Autour d'un repas, douze hommes dé jeun.

En cinquante et un il y eu une réunion des hommes dans une grotte de montagne du Zagros. Autour d’une table de pierre martelée par d’autres pierres, il y eu une réunion des hommes de connaissance. Chacun de ces hommes de connaissance portait dans sa main mâle un feu bleu car il faisait sombre et humide et la couleur bleue était belle. Chacun de ces hommes était sombre et humide et vide à cause d’un jeun imposé. Ils n’avaient pas les cheveux longs, ni les ongles fins. Il n’avaient pas de dent gâtée ou de dague à leur rein de cuir d’animaux combinés. Ils étaient sombres et humides et beaux.

L’un d’eux s’assit et effleura la pierre angulée de ses doigts, comme on essaye de calquer sa main sur l’eau noire d’un lac et d’y voir à travers un secret. Il prit la parole. C’était une parole pure mais chaque mot cachait une phrase et chaque son soufflait sur les lointains soufis d’ici même. C’était une parole alambiquée car composée de métaux lourds.

On avait trouvé un homme ordinaire et pourtant etèrne, en fin. D’une espèce de candeur de chandelle et de mains vouées à casser des mirails. Disposé à offrir son nom et son âme pour un animisme nommé caché. Il serait la flèche qui découpe le temps, qui perce les siècles et fend d’ouest en est jusqu’à scinder cette mer en deux et atteindre, supposons le père. 

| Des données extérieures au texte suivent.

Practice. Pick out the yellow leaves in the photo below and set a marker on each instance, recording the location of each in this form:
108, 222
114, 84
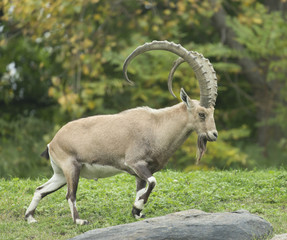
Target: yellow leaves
249, 20
68, 99
167, 12
85, 69
87, 43
97, 17
247, 3
56, 81
155, 28
257, 20
181, 6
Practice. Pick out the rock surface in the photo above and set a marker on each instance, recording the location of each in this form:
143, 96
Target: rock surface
190, 224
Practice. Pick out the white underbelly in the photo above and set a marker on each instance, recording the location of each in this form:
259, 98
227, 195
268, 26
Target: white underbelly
91, 171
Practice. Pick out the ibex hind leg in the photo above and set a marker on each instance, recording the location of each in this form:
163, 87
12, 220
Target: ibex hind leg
144, 176
56, 182
72, 175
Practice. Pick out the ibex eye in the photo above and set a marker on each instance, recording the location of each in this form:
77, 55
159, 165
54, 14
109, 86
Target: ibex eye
202, 116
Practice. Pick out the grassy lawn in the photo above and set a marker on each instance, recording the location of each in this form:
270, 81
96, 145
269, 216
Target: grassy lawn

On avait pris puis lester enfin mort. On avait pris puis lester encore mort. On avait pris puis lester et appris de ces morts et maintenant on savait être pour toujours et encore. 

C’est très beau le temps du tout-le-temps, mais il ne se voit pas. 

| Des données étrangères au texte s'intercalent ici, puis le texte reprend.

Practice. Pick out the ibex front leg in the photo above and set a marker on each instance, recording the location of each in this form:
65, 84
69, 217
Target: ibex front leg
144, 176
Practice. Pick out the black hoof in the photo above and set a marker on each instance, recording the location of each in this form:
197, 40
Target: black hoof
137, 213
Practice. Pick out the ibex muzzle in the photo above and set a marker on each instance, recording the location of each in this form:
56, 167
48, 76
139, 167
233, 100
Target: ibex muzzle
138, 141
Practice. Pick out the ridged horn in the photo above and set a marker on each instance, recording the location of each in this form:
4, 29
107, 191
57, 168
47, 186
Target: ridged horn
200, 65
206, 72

En plongeant dans l’eau au deçà de la surface, beaucoup n’étaient en effet, jamais revenus. Mais les douze étaient là, les mains posées sur la table de pierre martelée par d’autres pierres et s’ils se touchaient, entre eux, leurs mains salées et sensuelles frottant les jointures sans bagues ni autres, ainsi ils prouvaient leurs chaires comme un pacte en matière. Ils étaient la énième génération des hommes de connaissance, celle qui survécue aux élevages en batterie d’animaux sacrifiées et de traditions malheureuses.

On allait les prier jusqu’à l’aubade du temps sous la fenêtre même des rois et, par la force de milliards d’être de sang priant nuit et jour, sous couvert du saint des saints, ils allaient être pour toujours. L’homme ordinaire serait leur bateau et eux-mêmes les douze vents cardinaux soufflant sur la voile fait de parchemins canoniques, pour une belle traversée. Les douze avaient rompus le jeun et se levèrent pour enfin préparer le meurtre bientôt sacré mythe, d’une couronne toute d’épines et fichu fait de fange.

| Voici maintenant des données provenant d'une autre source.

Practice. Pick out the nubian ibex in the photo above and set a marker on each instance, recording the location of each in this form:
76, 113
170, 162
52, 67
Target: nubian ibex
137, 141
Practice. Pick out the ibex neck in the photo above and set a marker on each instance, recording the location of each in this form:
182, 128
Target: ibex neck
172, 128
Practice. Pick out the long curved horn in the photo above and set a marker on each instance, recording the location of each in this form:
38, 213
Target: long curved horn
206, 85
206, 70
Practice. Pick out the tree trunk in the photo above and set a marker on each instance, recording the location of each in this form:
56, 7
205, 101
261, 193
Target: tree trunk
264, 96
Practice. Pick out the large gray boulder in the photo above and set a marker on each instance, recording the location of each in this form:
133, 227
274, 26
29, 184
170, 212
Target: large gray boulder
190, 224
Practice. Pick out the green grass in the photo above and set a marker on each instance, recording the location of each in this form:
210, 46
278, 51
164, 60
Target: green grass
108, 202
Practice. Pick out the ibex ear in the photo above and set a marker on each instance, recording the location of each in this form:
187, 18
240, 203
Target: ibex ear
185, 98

L’un d’eux pourtant, resta dans la grotte de montagne du Zagros et posa sa main contre la paroi crénelée, d’où s’écoulait une mince ribambelle d’eau froide continue. Son autre poing serra de ses doigts desserrés le bord de ses yeux rompus à la tradition. Peureux d’une vie en dehors d’un corps solide terminé par douze surfaces planes, il rapporta la nouvelle, déjà trop vieille, aux hommes savants du village. Croyant devenir éternel dans son temps hors des croix, l’homme de simple naissance fût banni du coeur du monde à jamais, pour avoir ramené le feu bleu, bien trop beau pour ne faire que brûler les yeux des hommes ordinaires.